W sobotę tuż po północy, na krajowej "65", wracający po służbie komisarz Radosław Bakun z Komendy Miejskiej Policji w Białymstoku zauważył w rowie rozbity samochód. To auto chwilę wcześniej wyprzedziło go z dużą prędkością. W środku policjant zauważył ślady krwi, jednak kierowcy nie było w pobliżu samochodu.
Natychmiast o tym zdarzeniu poinformował dyżurnego białostockiej komendy.
Na miejsce przyjechali policjanci wraz z psami tropiącymi. Czworonożni funkcjonariusze Luna i Hades od razu podjęli trop. Po chwili tropienia, odnaleźli zakrwawionego mężczyznę, który leżał w polu kilkaset metrów od miejsca zdarzenia.

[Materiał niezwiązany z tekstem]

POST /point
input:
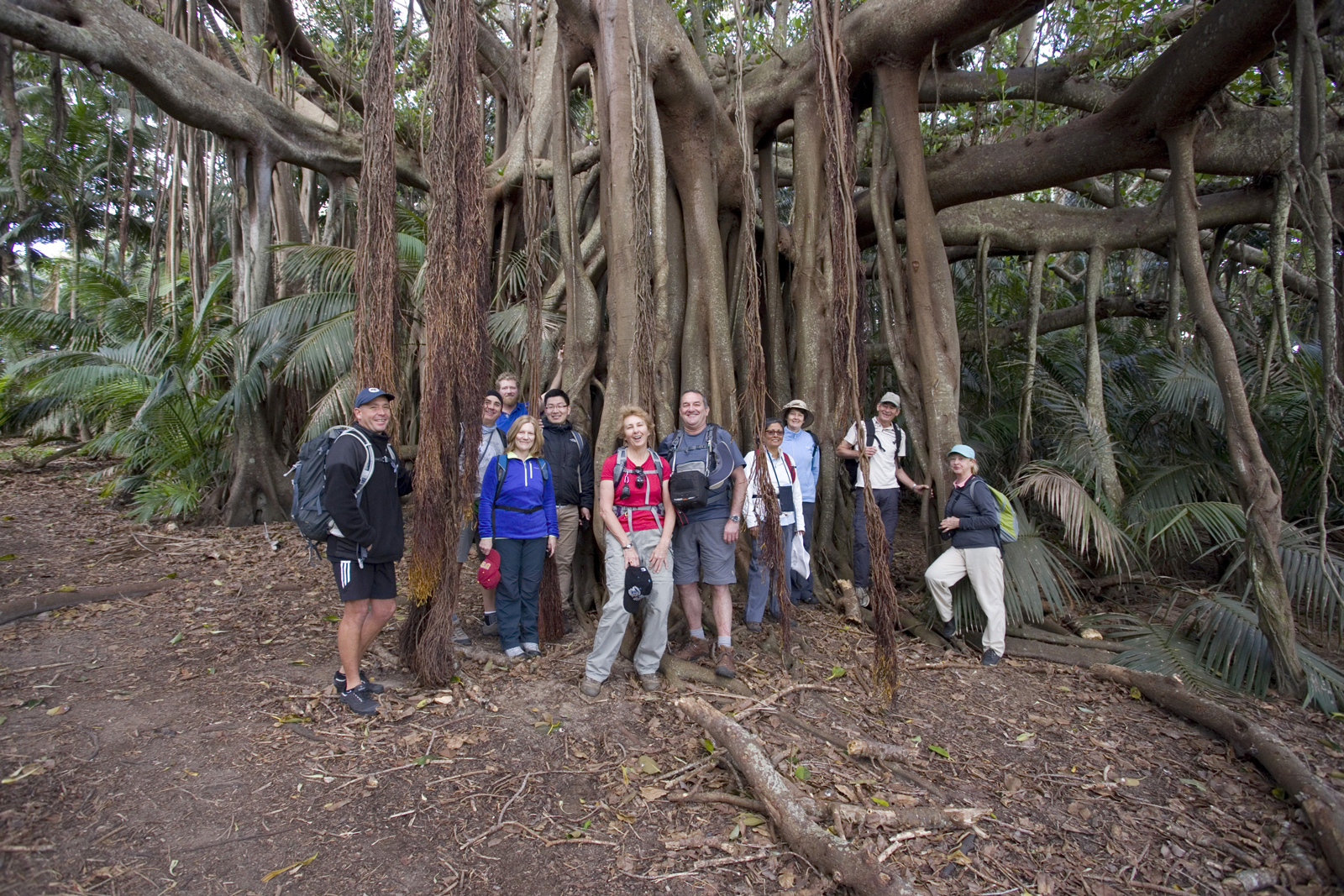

Mężczyzna nie wiedział, gdzie się znajduje i uskarżał się na silny ból. Mundurowi natychmiast udzielili mu pierwszej pomocy i zostali z nim aż do przyjazdu karetki pogotowia.
Z pola, mężczyzna z licznymi złamaniami trafił do szpitala.
Jak ustalili policjanci, 22-latek miał ponad promil alkoholu w organizmie. Za przestępstwo, którego się dopuścił grozi mu kara do 2 lat pozbawienia wolności.